The late Sir John Summerson wrote that the Doll’s House was ‘one of the few really dull things Lutyens has done’. This is surely true. The exterior of the house, although perfectly proportioned, is derivative, closely modelled on those by Inigo Jones at the Banqueting House in Whitehall and Wren at Hampton Court. There are here none of the games Lutyens could play with the Classical orders, none of his Mannerist tricks.
Oddly enough, the miniature pavilions or ‘architectural cupboards formed as orangeries’ that Lutyens placed on the walls of the room containing the Doll’s House are more interesting and architecturally inventive, with projecting free-standing columns and rooftop fountains like those on Viceroy’s House.
Nevertheless, there are ways in which Queen Mary’s Doll’s House was genuinely original and without precedent. After all, the conventional doll’s house usually has a single façade, treated as hinged doors to open to expose the interior. The exterior of Queen Mary’s Doll’s House, in contrast, is a sort of shell that is hoisted up in the air, like a suspended font cover, to reveal the interior spaces.
Furthermore, whereas a doll’s house is usually only one room deep, exposed on one side only, the Windsor Doll’s House is truly three-dimensional, like a real house. Just as, at about the same time, Lutyens took the unidirectional Roman triumphal arch and developed it along two cross axes to create the extraordinary and unique geometrical complexity of the Memorial to the Missing of the Somme at Thiepval, so the Doll’s House is designed to be seen on all four sides.
The plan is clever, complex and practical: a pattern of rooms large and small. The spaces and how they connect can be appreciated and it can easily be imagined how the King and Queen of Lilliput, together with their servants, can move though the rooms on each floor and up and down between them.

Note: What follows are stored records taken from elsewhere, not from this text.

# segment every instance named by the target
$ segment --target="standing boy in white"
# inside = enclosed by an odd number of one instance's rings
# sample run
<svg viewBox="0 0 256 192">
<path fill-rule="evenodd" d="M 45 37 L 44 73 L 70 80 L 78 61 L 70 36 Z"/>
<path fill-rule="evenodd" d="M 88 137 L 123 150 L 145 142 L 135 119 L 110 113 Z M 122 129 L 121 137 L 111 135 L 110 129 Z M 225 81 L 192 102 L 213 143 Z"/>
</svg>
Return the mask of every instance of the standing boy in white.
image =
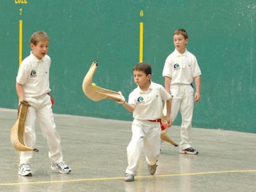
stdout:
<svg viewBox="0 0 256 192">
<path fill-rule="evenodd" d="M 189 41 L 187 31 L 178 29 L 174 32 L 175 50 L 167 57 L 163 70 L 164 87 L 173 96 L 171 119 L 175 120 L 179 110 L 181 111 L 181 143 L 179 152 L 197 154 L 197 150 L 192 148 L 190 141 L 194 102 L 200 99 L 201 70 L 196 57 L 186 49 Z M 194 96 L 193 80 L 195 85 Z"/>
<path fill-rule="evenodd" d="M 49 38 L 44 31 L 35 32 L 30 38 L 32 51 L 21 63 L 16 77 L 16 91 L 20 101 L 31 104 L 25 128 L 25 143 L 33 148 L 36 143 L 35 122 L 37 118 L 43 136 L 49 147 L 51 167 L 62 173 L 71 169 L 62 161 L 61 138 L 56 130 L 49 88 L 49 73 L 51 59 L 47 55 Z M 19 174 L 32 176 L 30 167 L 33 151 L 22 151 Z"/>
</svg>

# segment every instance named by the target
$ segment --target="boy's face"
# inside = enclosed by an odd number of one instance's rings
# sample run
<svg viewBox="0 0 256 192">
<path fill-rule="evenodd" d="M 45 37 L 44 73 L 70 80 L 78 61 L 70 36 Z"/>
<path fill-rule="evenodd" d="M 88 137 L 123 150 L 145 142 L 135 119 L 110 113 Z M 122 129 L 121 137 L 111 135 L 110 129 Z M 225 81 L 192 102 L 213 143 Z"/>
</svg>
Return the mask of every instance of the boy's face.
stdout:
<svg viewBox="0 0 256 192">
<path fill-rule="evenodd" d="M 188 39 L 186 39 L 184 36 L 181 34 L 174 35 L 173 36 L 173 43 L 174 44 L 175 48 L 180 53 L 182 54 L 185 52 L 186 45 L 189 41 Z"/>
<path fill-rule="evenodd" d="M 146 84 L 150 80 L 150 74 L 147 75 L 146 73 L 143 71 L 134 70 L 134 82 L 138 86 L 143 86 L 143 85 Z"/>
<path fill-rule="evenodd" d="M 38 59 L 42 59 L 48 52 L 49 40 L 39 41 L 36 45 L 30 43 L 33 54 Z"/>
</svg>

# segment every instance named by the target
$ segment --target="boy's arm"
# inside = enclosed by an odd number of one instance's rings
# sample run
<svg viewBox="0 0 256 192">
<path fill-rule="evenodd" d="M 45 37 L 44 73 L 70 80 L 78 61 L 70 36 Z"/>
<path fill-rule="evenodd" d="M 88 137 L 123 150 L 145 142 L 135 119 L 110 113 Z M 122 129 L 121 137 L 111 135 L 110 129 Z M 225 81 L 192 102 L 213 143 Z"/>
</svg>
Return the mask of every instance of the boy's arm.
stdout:
<svg viewBox="0 0 256 192">
<path fill-rule="evenodd" d="M 171 94 L 171 78 L 170 77 L 164 76 L 164 88 L 169 94 Z"/>
<path fill-rule="evenodd" d="M 23 85 L 16 83 L 16 92 L 20 101 L 25 100 L 24 90 Z"/>
<path fill-rule="evenodd" d="M 200 93 L 201 79 L 200 79 L 200 75 L 195 77 L 194 78 L 194 81 L 195 82 L 195 101 L 198 102 L 200 99 Z"/>
<path fill-rule="evenodd" d="M 124 101 L 123 103 L 122 103 L 122 105 L 124 106 L 126 110 L 127 110 L 129 112 L 134 112 L 135 109 L 135 106 L 133 104 L 129 104 Z"/>
</svg>

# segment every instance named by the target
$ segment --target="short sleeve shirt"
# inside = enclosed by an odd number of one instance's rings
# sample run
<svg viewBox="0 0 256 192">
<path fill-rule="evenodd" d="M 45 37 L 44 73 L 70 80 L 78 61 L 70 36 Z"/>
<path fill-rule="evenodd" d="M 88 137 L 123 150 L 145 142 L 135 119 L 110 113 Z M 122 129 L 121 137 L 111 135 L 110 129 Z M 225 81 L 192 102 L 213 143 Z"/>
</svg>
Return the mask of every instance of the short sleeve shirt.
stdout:
<svg viewBox="0 0 256 192">
<path fill-rule="evenodd" d="M 143 91 L 138 86 L 129 96 L 129 104 L 136 106 L 133 117 L 139 120 L 155 120 L 163 115 L 163 101 L 171 98 L 164 87 L 151 81 L 147 91 Z"/>
<path fill-rule="evenodd" d="M 22 61 L 16 82 L 23 85 L 25 97 L 40 96 L 49 93 L 51 59 L 46 55 L 38 59 L 32 52 Z"/>
<path fill-rule="evenodd" d="M 171 85 L 190 84 L 194 77 L 200 75 L 196 57 L 187 49 L 181 54 L 175 49 L 167 57 L 163 70 L 163 76 L 171 78 Z"/>
</svg>

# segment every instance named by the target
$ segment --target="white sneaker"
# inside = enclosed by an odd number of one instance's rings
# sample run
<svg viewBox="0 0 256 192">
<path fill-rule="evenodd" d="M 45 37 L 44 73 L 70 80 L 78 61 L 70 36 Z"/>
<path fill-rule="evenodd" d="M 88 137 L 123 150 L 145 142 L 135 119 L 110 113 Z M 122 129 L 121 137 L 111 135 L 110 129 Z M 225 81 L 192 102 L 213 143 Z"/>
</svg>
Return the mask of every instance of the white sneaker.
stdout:
<svg viewBox="0 0 256 192">
<path fill-rule="evenodd" d="M 134 175 L 132 174 L 126 173 L 124 180 L 125 182 L 133 182 L 134 181 Z"/>
<path fill-rule="evenodd" d="M 51 163 L 51 169 L 53 170 L 58 170 L 59 172 L 63 174 L 69 173 L 71 172 L 71 169 L 69 168 L 65 163 L 62 161 L 58 164 Z"/>
<path fill-rule="evenodd" d="M 29 164 L 22 164 L 19 168 L 18 174 L 21 176 L 32 176 Z"/>
</svg>

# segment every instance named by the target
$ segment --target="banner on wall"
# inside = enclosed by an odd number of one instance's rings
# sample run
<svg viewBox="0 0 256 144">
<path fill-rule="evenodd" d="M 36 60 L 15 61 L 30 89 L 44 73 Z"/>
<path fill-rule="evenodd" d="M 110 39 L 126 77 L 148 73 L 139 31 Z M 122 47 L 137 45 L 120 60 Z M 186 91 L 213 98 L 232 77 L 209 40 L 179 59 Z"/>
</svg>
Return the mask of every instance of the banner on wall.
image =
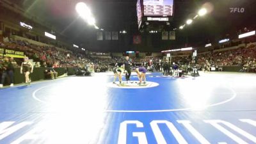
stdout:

As an historic building (is it listed? it should be, at Grade I), Queen Mary’s Doll’s House tells us much about the society that created it. As an exercise in three-dimensional planning, combined with the use of fine materials and sophisticated interior decoration, it still has much to teach us. It may be rather conservative as architecture, but, as an exceptional fantastic artefact, it is nonetheless enchanting: a great wonder.